DeepInfra exposes an OpenAI-compatible chat completions surface at https://api.deepinfra.com/v1/openai. In Anvia, configure OpenAIClient with that baseUrl, then pass DeepInfra model ids to completionModel(...). DeepInfra also hosts dedicated APIs for embeddings, image generation, speech, and reranking.
Create the Client
import { AgentBuilder } from "@anvia/core";
import { OpenAIClient } from "@anvia/openai";
const client = new OpenAIClient({
baseUrl: "https://api.deepinfra.com/v1/openai",
apiKey: process.env.DEEPINFRA_TOKEN,
});
const model = client.completionModel("deepseek-ai/DeepSeek-V3");
const agent = new AgentBuilder("support", model)
.instructions("Answer support questions clearly.")
.build();
const response = await agent.prompt("Hello!").send();
console.log(response.output);baseUrl makes Anvia use the OpenAI-compatible chat completion adapter. DeepInfra model ids are namespaced as <org>/<model> and are not interchangeable with the upstream Hugging Face ids.
Get the Model List
DeepInfra exposes a /v1/models endpoint that returns the model ids available to your token. Because the client was created with baseUrl, listModels() calls DeepInfra's /models endpoint.
const models = await client.listModels();
console.table(
models.data.map((model) => ({
id: model.id,
name: model.name,
contextLength: model.contextLength,
})),
);Use the id field directly with completionModel(...).
Notes
- DeepInfra API tokens are passed as bearer tokens in the
Authorizationheader. - Supported parameters include
model,messages,max_tokens,stream,temperature,top_p,stop,n,presence_penalty,frequency_penalty,response_format,tools,tool_choice,service_tier, andreasoning_effort. Coverage can vary slightly per model. service_tier: "priority"requests priority inference with faster time-to-first-token and higher throughput during peak demand.
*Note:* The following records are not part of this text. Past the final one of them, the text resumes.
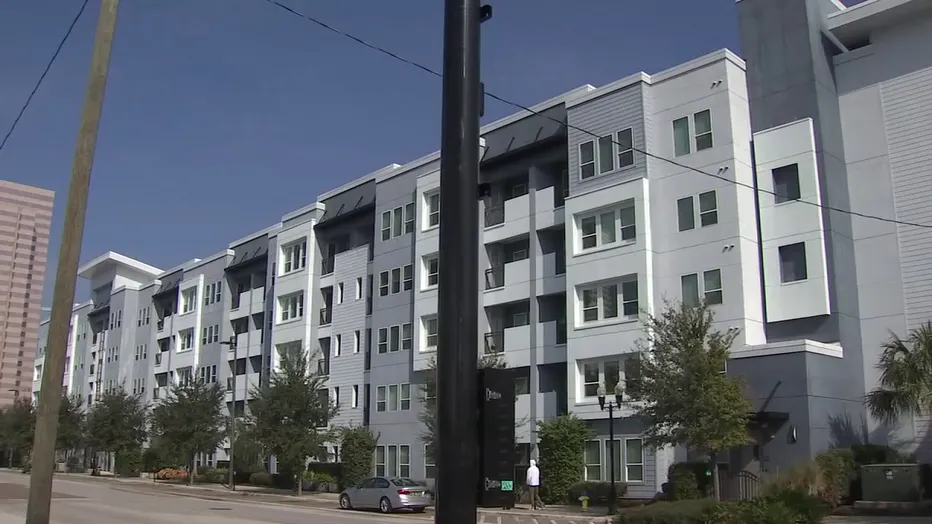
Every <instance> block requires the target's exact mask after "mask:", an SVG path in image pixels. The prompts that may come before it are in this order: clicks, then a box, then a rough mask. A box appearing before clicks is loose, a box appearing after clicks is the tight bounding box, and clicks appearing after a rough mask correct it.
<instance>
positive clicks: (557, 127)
mask: <svg viewBox="0 0 932 524" xmlns="http://www.w3.org/2000/svg"><path fill="white" fill-rule="evenodd" d="M551 119H554V120H557V121H559V122H563V123H562V124H558V123H557V122H554V120H551ZM565 136H566V106H565V105H563V104H560V105H558V106H556V107H552V108H550V109H548V110H546V111H542V112H541V114H540V115H531V116H529V117H527V118H523V119H521V120H518V121H517V122H514V123H512V124H508V125H507V126H505V127H502V128H499V129H496V130H495V131H492V132H491V133H487V134H486V135H485V136H484V137H483V138H485V146H486V149H485V153H484V154H483V155H482V159H481V161H482V162H489V161H492V160H501V159H502V158H503V157H505V156H508V155H511V154H514V153H518V152H521V151H523V150H526V149H527V148H530V147H533V146H535V145H537V144H540V143H542V142H547V141H550V140H553V139H557V138H563V137H565Z"/></svg>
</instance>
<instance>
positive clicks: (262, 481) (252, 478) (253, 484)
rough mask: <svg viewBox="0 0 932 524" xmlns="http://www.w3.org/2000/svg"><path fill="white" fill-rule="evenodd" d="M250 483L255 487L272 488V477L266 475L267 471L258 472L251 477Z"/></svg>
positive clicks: (249, 481) (258, 471) (249, 477)
mask: <svg viewBox="0 0 932 524" xmlns="http://www.w3.org/2000/svg"><path fill="white" fill-rule="evenodd" d="M249 483H250V484H252V485H253V486H266V487H268V486H271V485H272V475H270V474H269V473H266V472H265V471H258V472H256V473H253V474H251V475H249Z"/></svg>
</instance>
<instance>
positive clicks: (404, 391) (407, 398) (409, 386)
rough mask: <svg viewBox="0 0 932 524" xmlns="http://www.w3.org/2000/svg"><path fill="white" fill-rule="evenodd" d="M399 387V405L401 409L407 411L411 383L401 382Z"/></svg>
mask: <svg viewBox="0 0 932 524" xmlns="http://www.w3.org/2000/svg"><path fill="white" fill-rule="evenodd" d="M400 389H401V405H400V406H399V407H400V409H401V411H408V410H409V409H411V384H402V385H401V388H400Z"/></svg>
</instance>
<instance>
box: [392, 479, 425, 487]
mask: <svg viewBox="0 0 932 524" xmlns="http://www.w3.org/2000/svg"><path fill="white" fill-rule="evenodd" d="M392 484H394V485H396V486H398V487H402V488H416V487H418V486H420V484H418V483H417V482H414V481H413V480H411V479H392Z"/></svg>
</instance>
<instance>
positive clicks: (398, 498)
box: [340, 477, 434, 513]
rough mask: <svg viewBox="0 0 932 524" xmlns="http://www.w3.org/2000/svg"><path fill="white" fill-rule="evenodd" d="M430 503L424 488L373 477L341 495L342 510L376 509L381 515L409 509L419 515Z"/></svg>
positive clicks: (429, 495) (398, 481)
mask: <svg viewBox="0 0 932 524" xmlns="http://www.w3.org/2000/svg"><path fill="white" fill-rule="evenodd" d="M433 503H434V501H433V498H432V497H431V494H430V492H429V491H428V490H427V487H426V486H423V485H421V484H418V483H417V482H415V481H413V480H411V479H408V478H397V477H372V478H368V479H366V480H364V481H362V482H361V483H360V484H359V485H358V486H356V487H351V488H346V489H345V490H343V492H342V493H340V507H341V508H342V509H378V510H379V511H381V512H382V513H391V512H393V511H395V510H396V509H410V510H412V511H414V512H415V513H420V512H422V511H424V508H426V507H427V506H430V505H432V504H433Z"/></svg>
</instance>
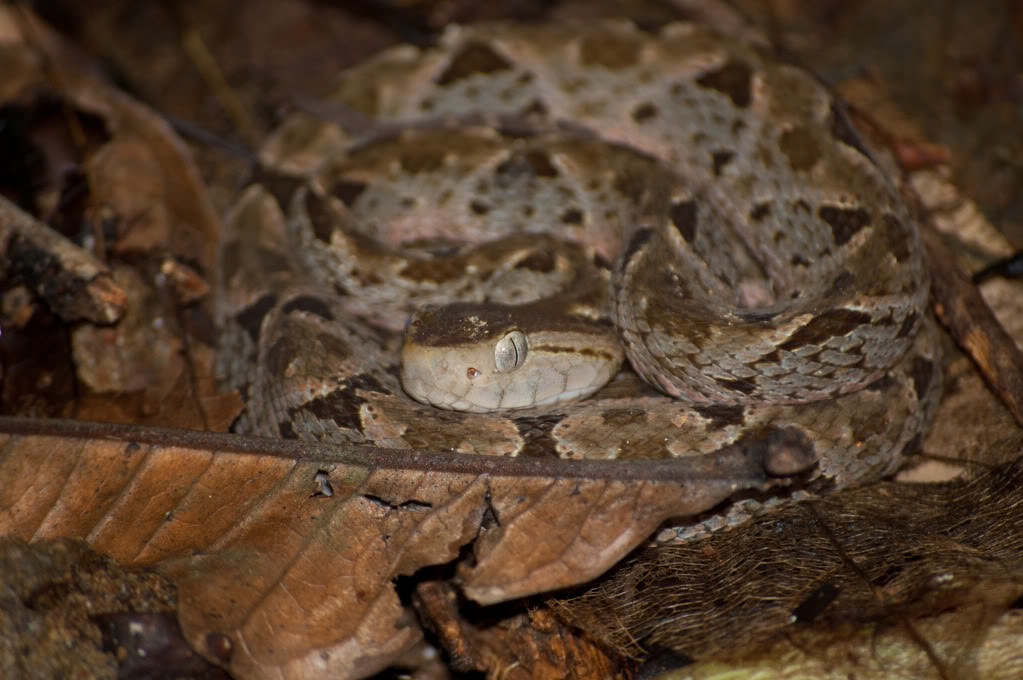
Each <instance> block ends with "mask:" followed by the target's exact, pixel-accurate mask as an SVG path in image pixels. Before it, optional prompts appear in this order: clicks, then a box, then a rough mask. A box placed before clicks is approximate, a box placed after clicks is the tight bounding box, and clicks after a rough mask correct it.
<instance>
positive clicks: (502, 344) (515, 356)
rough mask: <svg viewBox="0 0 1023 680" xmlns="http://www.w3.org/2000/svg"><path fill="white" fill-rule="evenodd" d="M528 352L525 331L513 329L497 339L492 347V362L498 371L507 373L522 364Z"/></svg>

Priority requests incur a 20% surcharge on top of the model's standard per-token price.- The hard cap for output tokens is 16384 for most models. To extend a response beyond the cap, send a follow-up chat completion with the previous assistant content included; DeepInfra returns
400when the total context size is exceeded. - DeepInfra hosts a wide open-model catalog, including DeepSeek, Llama, Qwen, Mistral, Mixtral, and many others. Browse the full list at deepinfra.com/models.
- DeepInfra also exposes dedicated APIs for embeddings, image generation, speech, and reranking that are not part of the OpenAI surface. Use DeepInfra's native endpoints or the OpenAI-compatible chat completions endpoint described here.
For current DeepInfra API details, see the DeepInfra OpenAI chat completions docs and the DeepInfra model catalog.